Luke 16:14 - Peter Pett's Commentary on the Bible

Bible Comments

‘And the Pharisees, who were lovers of money, heard all these things; and they scoffed at him.'

The Pharisees scoffed at His ideas (literally ‘turned up their noses at Him'). When Luke says that it was because they were ‘lovers of money' he does not necessarily mean that they were greedy, although no doubt some of them were. He means more that their view of money was very different from that of Jesus. They honoured and revered it. It was true that they did consider that wealth was one test of a man's righteousness, but for the opposite reason to Jesus. In their case it was because they saw its possession in abundance as being a measure of God's approval. Taking the opposite view to Jesus they saw prosperity as the reward for godliness. They thus gave possession of it a high place in their thinking, not recognising the harm that it did men. They would certainly have approved of charitable giving, but what they did not approve of was Jesus' idea that money should be held on to lightly and not seen as good for its own sake. That was why they mocked. Jesus' view went against all that men believed.

They would certainly have theoretically agreed that God was more important than money, but they fell into the trap of not recognising (as most people fail to recognise) that they actually allowed it to influence them more than they allowed God to do. They were not true ‘lovers of God', they were ‘lovers of money'. In their practical lives they actually loved Mammon more than they loved God. They exemplified all the wrong aspects of Luke 16:13.

That this is true comes out in their history. Alexander Jannaeus in the previous century had warned his wife against the greediness and wickedness of men who ‘pretended to be Pharisees' (i.e. were hypocritical Pharisees), and there is other evidence that proves that they were on occasions open to accepting bribes. While Jesus Himself spoke of the Scribes as ‘devouring widow's houses' (Luke 20:47), which probably refers to a tendency to sponge on them.

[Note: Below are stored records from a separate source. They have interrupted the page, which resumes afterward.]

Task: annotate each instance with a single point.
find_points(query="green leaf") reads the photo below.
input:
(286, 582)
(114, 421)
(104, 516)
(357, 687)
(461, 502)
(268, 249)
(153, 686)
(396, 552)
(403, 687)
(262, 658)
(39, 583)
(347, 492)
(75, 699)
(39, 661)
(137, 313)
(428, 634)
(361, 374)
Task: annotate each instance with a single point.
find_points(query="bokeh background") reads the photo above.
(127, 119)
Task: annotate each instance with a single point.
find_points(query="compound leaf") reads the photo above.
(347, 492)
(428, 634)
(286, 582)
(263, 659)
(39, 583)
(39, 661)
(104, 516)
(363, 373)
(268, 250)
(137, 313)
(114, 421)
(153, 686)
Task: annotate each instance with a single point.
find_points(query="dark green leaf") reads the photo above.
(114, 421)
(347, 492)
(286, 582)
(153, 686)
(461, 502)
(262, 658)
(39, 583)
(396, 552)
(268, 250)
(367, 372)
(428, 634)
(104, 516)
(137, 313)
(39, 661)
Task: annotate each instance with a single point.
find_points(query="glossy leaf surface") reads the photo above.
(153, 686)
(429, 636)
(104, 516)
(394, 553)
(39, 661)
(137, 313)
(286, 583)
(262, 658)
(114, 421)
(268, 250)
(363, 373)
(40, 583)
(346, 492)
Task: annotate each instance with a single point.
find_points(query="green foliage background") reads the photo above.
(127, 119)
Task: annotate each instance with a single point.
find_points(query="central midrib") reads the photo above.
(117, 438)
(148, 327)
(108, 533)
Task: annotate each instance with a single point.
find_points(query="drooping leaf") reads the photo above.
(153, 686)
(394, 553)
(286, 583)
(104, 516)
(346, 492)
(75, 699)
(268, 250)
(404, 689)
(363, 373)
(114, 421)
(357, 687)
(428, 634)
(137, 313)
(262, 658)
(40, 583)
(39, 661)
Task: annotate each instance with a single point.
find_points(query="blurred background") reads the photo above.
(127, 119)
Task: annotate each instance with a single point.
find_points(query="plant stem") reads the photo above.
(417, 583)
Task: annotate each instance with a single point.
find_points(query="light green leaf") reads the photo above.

So their reputation from this angle was certainly not blameless.

Jesus' point is that what we love is demonstrated by how we behave. Those who truly love God hold lightly to the things of this world. But the very theology of the Pharisees made them take up the opposite viewpoint and see possession of wealth as highly desirable. And the result was that it then became loved for its own sake. They became lovers of Mammon even while they thought that they were lovers of God (see Luke 16:13).

Luke 16:14

14 And the Pharisees also, who were covetous, heard all these things: and they derided him.